Paul Schneider (Paul), Zooey Deschanel (Noel), Shea Whigham (Tip), Danny McBride (Bust-Ass), Maurice Compte (Bo), Heather McComb (Mary-Margaret), Benjamin Mouton (Leland), Patricia Clarkson (Elvira). Directed by David Gordon Green and produced by Jean Doumanian and Lisa Muskat. Screenplay by Green.

We like to be in love because it allows us to feel idealistic about ourselves. The other person ennobles, inspires, redeems. Our lover deserves the most wonderful person alive, and that person is ourselves. Paul (Paul Schneider), the hero of All the Real Girls, has spent his young manhood having sex with any girl who would have sex with him and some who were still making up their minds, but when he meets Noel he doesn’t want to rush things. He wants to wait, because this time is special.

Noel (Zooey Deschanel), who has spent the last several years in a girls’ boarding school, is crazy in love with him and is a virgin. She is eighteen, an age when all the hormones in our bodies form ranks and hurl themselves against the ramparts of our inhibitions. That they can discuss these matters with romantic idealism does not entirely work as a substitute.

All the Real Girls, David Gordon Green’s second film, is too subtle and perceptive, and knows too much about human nature, to treat their lack of sexual synchronicity as if it supplies a plot. Another kind of movie would be entirely about whether they have sex. But Green, who feels tenderly for his vulnerable characters, cares less about sex than about feelings and wild, youthful idealism. He comes from North Carolina, the state where young Thomas Wolfe once prowled the midnight campus, so in love with life that he uttered wild goat cries at the moon.

Most movies about young love trivialize and cheapen it. Their cynical makers have not felt true love in many years, and mock it, perhaps out of jealousy. They find something funny in a twenty-year-old who still doesn’t realize he is doomed to grow up to be as jaded as they are. Green is twenty-seven, old enough to be jaded, but he has the soul of a romantic poet. Wordsworth, after all, was thirty-six when he published

The rainbow comes and goes,

And lovely is the rose;

How many guys that age would have that kind of nerve today? Green knows there are nights when lovers want simply to wrap their arms around each other and celebrate their glorious destinies.

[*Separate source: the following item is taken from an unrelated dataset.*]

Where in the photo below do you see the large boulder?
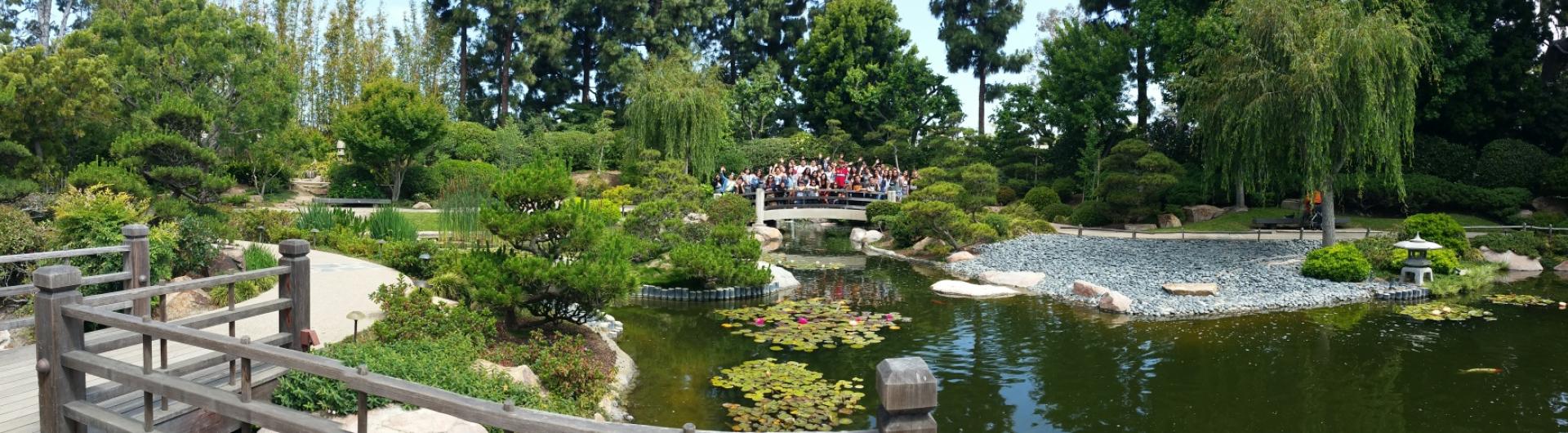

He centers these feelings on characters who live in the same kind of rusty, overgrown southern mill town he used for his great first film, George Washington (2000). His characters grew up together. They look today on the faces of their first contemporaries. Paul’s best friend, Tip (Shea Whigham), has been his best friend almost from birth. That he is Noel’s brother is a complication, since Tip knows all about Paul’s other girls. And more than a complication, because your best friend’s sister embodies a history that includes your entire puberty, and may be the first person you noticed had turned into a girl.

Green likes to listen to his characters talk. They don’t have much to do. Some of them work at the few remaining mill jobs, and we learn some details about their lives (an hourly sprinkler system washes the fibers out of the air). They stand around and sit around and idly discuss the mysteries of life, which often come down to whether someone did something, or what they were thinking of when they did it, or if they are ever going to do it. I had relatives who lived in towns like these, and I know that when you go to the salad bar it includes butterscotch pudding.